Pediatric Critical Care Medicine has evolved drastically as a specialty since its inception more than five decades ago.1 Advances in technology and medical interventions have led to a substantial reduction in mortality rates, which are now in the single digits; an achievement once unfathomable in the early days of our specialty.1,2 However, with the high survival rates currently seen in pediatric intensive care units (PICUs), the focus of care has shifted from life preservation “at all cost” to greater consideration given towards end-of-life care (EOLC), when appropriate. In fact, over 50% of deaths in the PICU represent the endpoint of a predetermined EOLC strategy within the scope of palliative care.3,4 This shift has created a dilemma for pediatric intensivists, who must balance the benefits of technological interventions (what can be done) with the ethical and moral quandaries of providing quality care (what should be done) to terminally ill children. The use of technological equipment has become increasingly ordinary in patients with irreversible and chronic illnesses, leading to a reliance on artificial life-sustaining methods that can adversely affect the patient's quality of life, their loved ones, and the healthcare team. As counterpart to these contemporary care strategies, it is morally and ethically permissible – and most would reason that it is in fact one's responsibility – to recommend and facilitate discontinuation of life-sustaining measures when the distress brought about by treatment outweighs its benefit to the child.5
The objective of pediatric EOLC in the PICU is to facilitate a humane, comfortable, and respectful death for children, despite the high technological complexity that is emblematic of these units. The American College of Critical Care Medicine recommends a systematic approach to EOLC through family-centered care, which recognizes the importance of the social structure within which patients are rooted and focuses on the patient and their family at all stages of the process, including the frequent and early consideration of palliative care.6 To ensure that terminally ill patients receive dignified and compassionate care, the entire multidisciplinary care team must have the necessary training and resources, coupled with support from colleagues, the organization, and, more broadly, from regulatory and governmental agencies, and the general population.
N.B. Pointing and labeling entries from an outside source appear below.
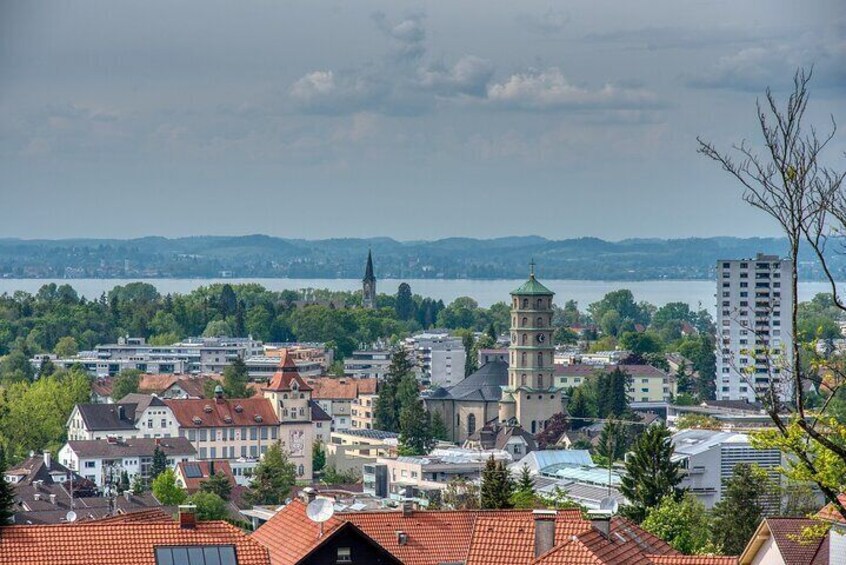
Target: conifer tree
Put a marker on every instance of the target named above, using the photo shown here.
(159, 463)
(7, 493)
(741, 509)
(650, 472)
(415, 430)
(497, 485)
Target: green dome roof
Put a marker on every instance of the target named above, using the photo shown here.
(532, 286)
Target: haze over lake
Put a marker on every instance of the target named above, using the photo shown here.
(485, 292)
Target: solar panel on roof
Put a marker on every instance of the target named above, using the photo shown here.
(196, 555)
(192, 471)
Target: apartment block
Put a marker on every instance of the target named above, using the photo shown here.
(754, 329)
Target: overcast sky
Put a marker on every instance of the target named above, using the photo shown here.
(420, 120)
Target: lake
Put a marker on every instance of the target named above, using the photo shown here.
(485, 292)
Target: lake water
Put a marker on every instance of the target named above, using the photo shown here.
(485, 292)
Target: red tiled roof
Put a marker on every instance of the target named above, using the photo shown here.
(286, 375)
(328, 388)
(118, 542)
(498, 540)
(433, 536)
(223, 412)
(693, 559)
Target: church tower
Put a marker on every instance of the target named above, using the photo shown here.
(368, 299)
(531, 397)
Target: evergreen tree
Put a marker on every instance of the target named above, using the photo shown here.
(497, 485)
(272, 479)
(166, 490)
(389, 403)
(218, 484)
(741, 509)
(159, 463)
(235, 379)
(650, 473)
(7, 493)
(439, 429)
(613, 441)
(579, 408)
(415, 430)
(470, 362)
(405, 306)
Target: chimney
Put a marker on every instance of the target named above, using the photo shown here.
(544, 530)
(601, 521)
(308, 494)
(187, 516)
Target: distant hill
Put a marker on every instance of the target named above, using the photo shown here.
(451, 258)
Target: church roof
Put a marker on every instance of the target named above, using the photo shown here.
(532, 287)
(368, 272)
(485, 385)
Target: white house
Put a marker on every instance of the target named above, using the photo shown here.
(103, 461)
(134, 416)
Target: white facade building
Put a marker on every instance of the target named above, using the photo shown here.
(709, 458)
(754, 329)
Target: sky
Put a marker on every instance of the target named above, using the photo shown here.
(411, 120)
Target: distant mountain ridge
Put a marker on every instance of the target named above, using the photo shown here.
(260, 255)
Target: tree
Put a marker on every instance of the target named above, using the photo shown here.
(159, 463)
(737, 515)
(166, 490)
(461, 494)
(415, 430)
(272, 479)
(126, 382)
(405, 307)
(790, 182)
(651, 474)
(555, 427)
(7, 493)
(210, 506)
(66, 347)
(318, 456)
(439, 429)
(497, 485)
(235, 379)
(218, 483)
(682, 523)
(613, 441)
(470, 361)
(579, 408)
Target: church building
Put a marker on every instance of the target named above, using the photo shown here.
(368, 298)
(521, 392)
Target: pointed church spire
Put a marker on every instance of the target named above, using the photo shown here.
(368, 272)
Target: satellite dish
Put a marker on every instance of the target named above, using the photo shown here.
(319, 510)
(609, 504)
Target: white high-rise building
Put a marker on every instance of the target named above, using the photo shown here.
(754, 329)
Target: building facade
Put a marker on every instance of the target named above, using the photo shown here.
(754, 328)
(532, 396)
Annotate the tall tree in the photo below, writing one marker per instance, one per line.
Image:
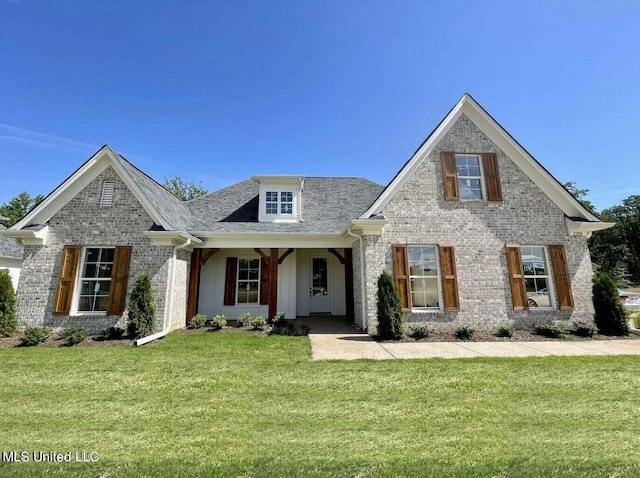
(18, 207)
(183, 190)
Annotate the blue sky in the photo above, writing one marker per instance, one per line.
(218, 91)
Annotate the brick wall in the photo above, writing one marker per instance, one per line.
(479, 230)
(84, 222)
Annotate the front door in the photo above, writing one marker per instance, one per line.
(319, 300)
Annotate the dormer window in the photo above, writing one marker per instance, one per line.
(280, 198)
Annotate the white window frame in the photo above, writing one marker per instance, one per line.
(279, 202)
(78, 289)
(440, 306)
(483, 188)
(238, 280)
(548, 277)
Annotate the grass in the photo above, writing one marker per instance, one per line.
(234, 405)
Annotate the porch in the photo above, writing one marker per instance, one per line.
(299, 282)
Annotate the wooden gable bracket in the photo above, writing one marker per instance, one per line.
(284, 256)
(337, 254)
(205, 257)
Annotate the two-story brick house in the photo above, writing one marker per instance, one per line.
(474, 230)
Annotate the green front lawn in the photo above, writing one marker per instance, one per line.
(235, 405)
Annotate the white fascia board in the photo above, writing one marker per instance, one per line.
(171, 238)
(534, 170)
(75, 183)
(28, 237)
(251, 240)
(582, 228)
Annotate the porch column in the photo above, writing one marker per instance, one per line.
(273, 279)
(348, 283)
(194, 284)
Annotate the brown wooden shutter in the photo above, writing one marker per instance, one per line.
(449, 278)
(516, 278)
(265, 281)
(492, 176)
(230, 281)
(67, 279)
(561, 277)
(450, 176)
(119, 280)
(401, 274)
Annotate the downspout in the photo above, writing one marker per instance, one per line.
(168, 310)
(363, 288)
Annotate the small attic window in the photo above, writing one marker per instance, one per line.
(107, 193)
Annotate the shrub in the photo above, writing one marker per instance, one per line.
(291, 329)
(142, 309)
(420, 332)
(390, 315)
(73, 335)
(548, 330)
(245, 320)
(34, 336)
(8, 321)
(198, 321)
(279, 319)
(506, 331)
(259, 323)
(218, 322)
(112, 333)
(464, 333)
(611, 316)
(584, 329)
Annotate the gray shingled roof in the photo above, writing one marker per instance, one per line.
(328, 204)
(9, 247)
(172, 209)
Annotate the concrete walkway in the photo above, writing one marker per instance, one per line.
(333, 339)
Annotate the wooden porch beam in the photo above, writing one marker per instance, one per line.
(207, 255)
(273, 282)
(348, 282)
(194, 284)
(337, 254)
(284, 256)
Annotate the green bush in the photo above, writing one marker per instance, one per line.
(73, 335)
(218, 322)
(611, 316)
(34, 336)
(198, 321)
(279, 319)
(506, 331)
(142, 309)
(390, 315)
(291, 329)
(259, 323)
(112, 333)
(551, 331)
(464, 333)
(244, 320)
(584, 329)
(420, 332)
(8, 321)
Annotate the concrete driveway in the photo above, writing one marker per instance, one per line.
(332, 338)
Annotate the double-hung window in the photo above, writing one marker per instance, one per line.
(537, 278)
(279, 202)
(95, 279)
(424, 277)
(469, 171)
(248, 290)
The care of a terminally ill child, even under optimal circumstances, can create ethical disagreements between families and care team members, resulting in significant emotional and moral distress to all involved parties. To navigate these challenges, physicians use a range of inputs, including the existing medical evidence, personal and clinical experiences, and consultation with other subspecialists in attempts to accurately prognosticate expected clinical outcomes and risk of death.7–9 This is especially important for patients with degenerative or chronic conditions, such as progressive neuromuscular disorders, end-stage organ failure requiring transplantation, and sequelae from severe prematurity, whose survival rates and quality of life have been, at times, difficult to predict.
In this issue of Jornal de Pediatria, Sousa and colleagues10 shed light on the important topic of pediatric EOLC in Brazil. Their study was designed to explore the viewpoints of Brazilian PICU professionals on various aspects of EOLC, including decision-making, bereavement, and family support. More specifically, they used a questionnaire to assess the self-perceived confidence of healthcare professionals around EOLC and their comfort levels in conducting goals of care meetings with family members. Ultimately, the study aimed to facilitate a nationwide discussion on pediatric palliative care practices.
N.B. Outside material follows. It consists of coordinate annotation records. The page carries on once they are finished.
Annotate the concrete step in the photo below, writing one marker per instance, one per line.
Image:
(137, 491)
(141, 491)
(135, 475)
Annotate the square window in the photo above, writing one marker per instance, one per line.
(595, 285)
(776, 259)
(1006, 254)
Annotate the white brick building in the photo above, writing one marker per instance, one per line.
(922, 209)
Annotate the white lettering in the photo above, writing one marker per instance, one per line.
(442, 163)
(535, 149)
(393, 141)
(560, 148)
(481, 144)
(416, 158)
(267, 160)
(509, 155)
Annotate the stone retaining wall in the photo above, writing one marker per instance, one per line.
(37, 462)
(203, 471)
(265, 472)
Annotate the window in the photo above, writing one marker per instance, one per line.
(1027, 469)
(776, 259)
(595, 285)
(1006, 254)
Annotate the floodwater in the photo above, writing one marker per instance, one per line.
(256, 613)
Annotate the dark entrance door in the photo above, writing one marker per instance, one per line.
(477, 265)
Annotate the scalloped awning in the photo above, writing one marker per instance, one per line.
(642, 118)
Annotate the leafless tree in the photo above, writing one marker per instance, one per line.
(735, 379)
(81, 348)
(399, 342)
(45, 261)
The study was conducted with a sample of subjects working as healthcare professionals in three tertiary/quaternary units in Southern and Southeastern regions of Brazil: two general PICUs comprising a total of 114 beds between them (46 and 68 beds) supporting pediatric cardiac surgical and extracorporeal membrane oxygenation (ECMO) programs, and a seven-bed PICU in an oncologic hospital. All three PICUs also supported pediatric organ transplant programs. One of the general PICUs and the oncologic PICU were part of the public hospital system, while the other general unit was in a private hospital. Between September 25, 2019, and December 15, 2019, a questionnaire was disseminated via email to 626 professionals working in the three PICUs: 405 nurses and nursing technicians (65%), 156 physicians (25%), 40 physiotherapists (6%), and 25 allied healthcare professionals (4%). The questionnaire was composed of 37 questions, including 34 multiple-choice and 3 open-ended queries. The questions were divided into various sections covering training and personal experiences (6 questions), team perception of ideal practice (6 questions), comfort level with decision making (3 questions), existing EOLC models (6 questions), family communication (4 questions), care after support limitation/withdrawal and death (4 questions), and demographic information (8 questions). Out of the 626 surveys distributed, 144 (23%) were successfully returned and 136 were analyzed after appropriately excluding 9 surveys for incomplete data or insufficient professional class representation. The final cohort included 48 physicians, 41 nurses, 28 nurse technicians, and 19 physiotherapists.
Unsurprisingly, physician confidence in utilizing an EOLC approach in their practice increased gradually with experience. While physicians were more than 3 times more likely to feel comfortable with EOLC conversations than other HCP, most did not feel technically prepared for these types of conversations. This is also not unexpected, since less than half of the participants reported having received any EOLC training, and the vast majority of those considered their training to have been insufficient. Only 6% of physicians and 14% of other professionals reported having received adequate training. These findings highlight a vicious cycle where the lack of EOLC training leads to a lack of comfort and its inadequate incorporation into clinical practice, which in turn leads to subject avoidance, poor role modeling, and diminished enthusiasm to develop opportunities for formal EOLC training.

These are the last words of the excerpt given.